Donc Médée est une charnière, une pierre angulaire.

Et pour la petite anecdote, on a fixé Médée par l’écrit. Maintenant, si vous l’entendez, vous ne reconnaissez absolument pas Médée. On n’a pas la capacité de le fixer tel qu’on le chante. Simplement, pour prendre des repères, pour s’assurer malgré tout qu’on est dans le respect de certaines modulations, de la tonalité, on a plus ou moins, de façon très simplifiée, on a écrit les grandes lignes de Médée avec les harmonies. Mais si vous le faites jouer par un outil informatique, oui, vous avez les harmonies qui vont revenir, mais vous ne reconnaissez pas, parce que ce qu’on fait sur scène, on le fixe difficilement.
Pour répondre à votre question, comment a-t-on travaillé ?
On a travaillé sur une série de mélodies. D’ailleurs, ce qui a été pour moi le plus passionnant dans ce travail, c’est d’avoir pour les quatre chœurs des climats qui, évidemment, sont fonction de la dramaturgie, de ce que dit le texte et de ce qu’il annonce.
Mais ce qui est intéressant, c’est que le premier chœur est probablement celui qui est resté le plus proche du chant traditionnel ; le deuxième, qui au niveau de l’idée même du texte de Sénèque, est celui qui est à mon avis le texte le plus moderne, c’est justement celui là qui dit « désormais l’ailleurs n’est plus ailleurs », c’est celui qui est le plus en rupture avec tous les autres ; pour le troisième, on revient à quelque chose qui est en partie traditionnel, mais qui par contre, dans certains développements, est beaucoup plus moderne que le second ; et le quatrième, c’est un chœur beaucoup plus ramassé, c’est le seul chœur rythmique, le seul qui est mesuré en quelque sorte, et c’est celui qui voulait donner le sentiment qu’on arrivait à quelque chose qui paradoxalement, alors que ça devient mesuré, est en train de s’affoler, de se déformer, c’est le moment de la fureur de Médée, et c’est là où les voix deviennent sans doute les plus folles.
Et ce qui a vraiment été passionnant, ça a été de travailler sur certains thèmes qui existent dans le premier chœur, qui passent dans le troisième, et qui passent dans le quatrième, des thèmes qui à chaque fois sont harmonisés de façon différente et qui justement se déforment, et arrivent à la fin avec ce qu’on a voulu être le chœur sans doute le plus fou, le plus déstructuré, même si, encore une fois, sur le plan de l’organisation rythmique c’est le seul qui est rythmé, qui est rythmique, qui est mesuré.

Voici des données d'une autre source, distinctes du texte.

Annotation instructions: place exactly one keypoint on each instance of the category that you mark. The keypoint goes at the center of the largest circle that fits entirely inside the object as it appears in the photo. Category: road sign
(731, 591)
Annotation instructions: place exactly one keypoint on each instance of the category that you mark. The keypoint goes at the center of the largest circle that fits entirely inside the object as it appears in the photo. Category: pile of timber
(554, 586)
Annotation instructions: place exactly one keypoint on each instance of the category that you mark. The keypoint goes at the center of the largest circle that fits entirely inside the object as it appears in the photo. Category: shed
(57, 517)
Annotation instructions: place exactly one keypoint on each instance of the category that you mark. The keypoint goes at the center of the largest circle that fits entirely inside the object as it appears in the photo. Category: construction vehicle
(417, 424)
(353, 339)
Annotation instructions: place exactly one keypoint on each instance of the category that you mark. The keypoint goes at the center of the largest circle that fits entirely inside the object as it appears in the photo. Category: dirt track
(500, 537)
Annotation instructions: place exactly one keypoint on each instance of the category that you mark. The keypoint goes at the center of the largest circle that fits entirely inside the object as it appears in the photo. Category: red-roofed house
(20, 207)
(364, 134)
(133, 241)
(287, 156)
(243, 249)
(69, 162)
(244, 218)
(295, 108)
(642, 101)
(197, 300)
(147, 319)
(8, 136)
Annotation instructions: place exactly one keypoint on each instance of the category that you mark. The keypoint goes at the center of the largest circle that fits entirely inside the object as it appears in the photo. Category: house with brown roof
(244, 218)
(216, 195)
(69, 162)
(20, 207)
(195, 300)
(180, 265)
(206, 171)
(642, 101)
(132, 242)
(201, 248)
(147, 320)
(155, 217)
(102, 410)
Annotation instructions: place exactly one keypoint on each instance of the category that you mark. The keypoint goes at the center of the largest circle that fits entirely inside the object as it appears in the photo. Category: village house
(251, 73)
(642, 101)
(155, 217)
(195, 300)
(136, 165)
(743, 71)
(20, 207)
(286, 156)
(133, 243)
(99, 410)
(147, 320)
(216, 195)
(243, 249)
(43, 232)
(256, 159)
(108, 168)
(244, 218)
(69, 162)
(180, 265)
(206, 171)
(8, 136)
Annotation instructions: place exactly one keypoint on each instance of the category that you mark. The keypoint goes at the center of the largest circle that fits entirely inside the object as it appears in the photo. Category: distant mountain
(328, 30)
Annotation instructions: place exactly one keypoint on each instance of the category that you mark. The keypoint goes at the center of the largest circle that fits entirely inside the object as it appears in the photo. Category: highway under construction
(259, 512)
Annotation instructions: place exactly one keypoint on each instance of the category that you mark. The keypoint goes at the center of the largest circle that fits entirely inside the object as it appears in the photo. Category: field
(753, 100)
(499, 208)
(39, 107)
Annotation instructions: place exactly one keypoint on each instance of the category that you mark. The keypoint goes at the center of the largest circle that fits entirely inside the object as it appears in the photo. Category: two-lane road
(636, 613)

Alors, comment s’est passé le travail avec les autres ? Dès lors qu’il y avait ces choses là qui étaient établies, fixées, il y a eu tout un travail de mémorisation, de maillage, pour faire en sorte qu’on passe d’une harmonie à l’autre, chacun tenant compte de la façon dont les autres développent.
C’est pour ça que Médée a mis beaucoup de temps à mûrir. C’est pour ça que, quand on écoute nous les premiers enregistrements de Médée, aujourd’hui ils sont extrêmement différents parce qu’il y a plein de choses qui ont évolué et notamment il a fallu attendre d’avoir une respiration commune dans le texte, dans le verbe, et cela a pris beaucoup de temps.
Alors aujourd’hui les gens qui nous entendent chanter viennent nous voir en disant : « mais comment faites-vous, vous n’avez aucun repère rythmique, vous êtes ensemble sur le plan harmonique, avec des frottements, avec des choses qui modulent, comment faites-vous sans repères ? » Eh bien, c’est la mémoire,  c’est dix ans de pratique commune qui font qu’on arrive à mémoriser les choses de cette façon là.

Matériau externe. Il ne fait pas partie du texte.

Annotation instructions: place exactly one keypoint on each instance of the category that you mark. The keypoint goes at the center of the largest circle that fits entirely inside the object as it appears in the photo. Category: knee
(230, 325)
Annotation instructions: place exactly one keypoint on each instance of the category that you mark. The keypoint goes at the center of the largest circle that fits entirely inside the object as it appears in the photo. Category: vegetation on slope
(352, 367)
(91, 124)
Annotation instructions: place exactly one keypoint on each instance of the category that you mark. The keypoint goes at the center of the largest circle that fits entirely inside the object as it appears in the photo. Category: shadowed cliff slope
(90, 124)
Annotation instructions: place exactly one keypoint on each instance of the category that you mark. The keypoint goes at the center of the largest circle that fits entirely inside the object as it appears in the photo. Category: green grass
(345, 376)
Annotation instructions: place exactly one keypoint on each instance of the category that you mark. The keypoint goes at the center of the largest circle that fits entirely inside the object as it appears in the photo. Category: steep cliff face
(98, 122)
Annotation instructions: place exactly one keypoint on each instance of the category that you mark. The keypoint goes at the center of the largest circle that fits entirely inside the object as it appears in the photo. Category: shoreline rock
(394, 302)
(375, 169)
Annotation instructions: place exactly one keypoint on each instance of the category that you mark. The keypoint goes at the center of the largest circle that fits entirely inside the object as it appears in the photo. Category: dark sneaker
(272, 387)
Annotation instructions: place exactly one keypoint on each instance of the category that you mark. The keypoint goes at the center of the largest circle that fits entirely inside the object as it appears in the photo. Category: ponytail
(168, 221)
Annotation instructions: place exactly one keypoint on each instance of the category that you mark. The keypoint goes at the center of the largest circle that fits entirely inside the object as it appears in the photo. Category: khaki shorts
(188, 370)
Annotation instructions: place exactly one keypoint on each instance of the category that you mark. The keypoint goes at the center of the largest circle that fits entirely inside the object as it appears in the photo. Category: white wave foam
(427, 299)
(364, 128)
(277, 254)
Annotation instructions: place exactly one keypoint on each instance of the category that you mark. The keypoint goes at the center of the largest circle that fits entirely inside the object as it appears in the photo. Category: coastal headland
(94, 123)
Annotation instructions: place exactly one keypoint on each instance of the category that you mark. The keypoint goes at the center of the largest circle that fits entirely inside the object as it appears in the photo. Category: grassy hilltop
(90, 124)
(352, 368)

On l’a dit, Médée c’est un peu une pierre angulaire dans l’existence d’A Filetta. Pour vous compositeur, bien sûr vous avez continué à composer, vous avez composé avant, vous avez composé après, mais tout de même, la barre est montée très haut, comment vivez-vous l’après Médée ? Parce que, encore une fois, l’ailleurs n’est plus ailleurs. Maintenant, où allez vous chercher l’ailleurs, parce que vous avez cette soif là ?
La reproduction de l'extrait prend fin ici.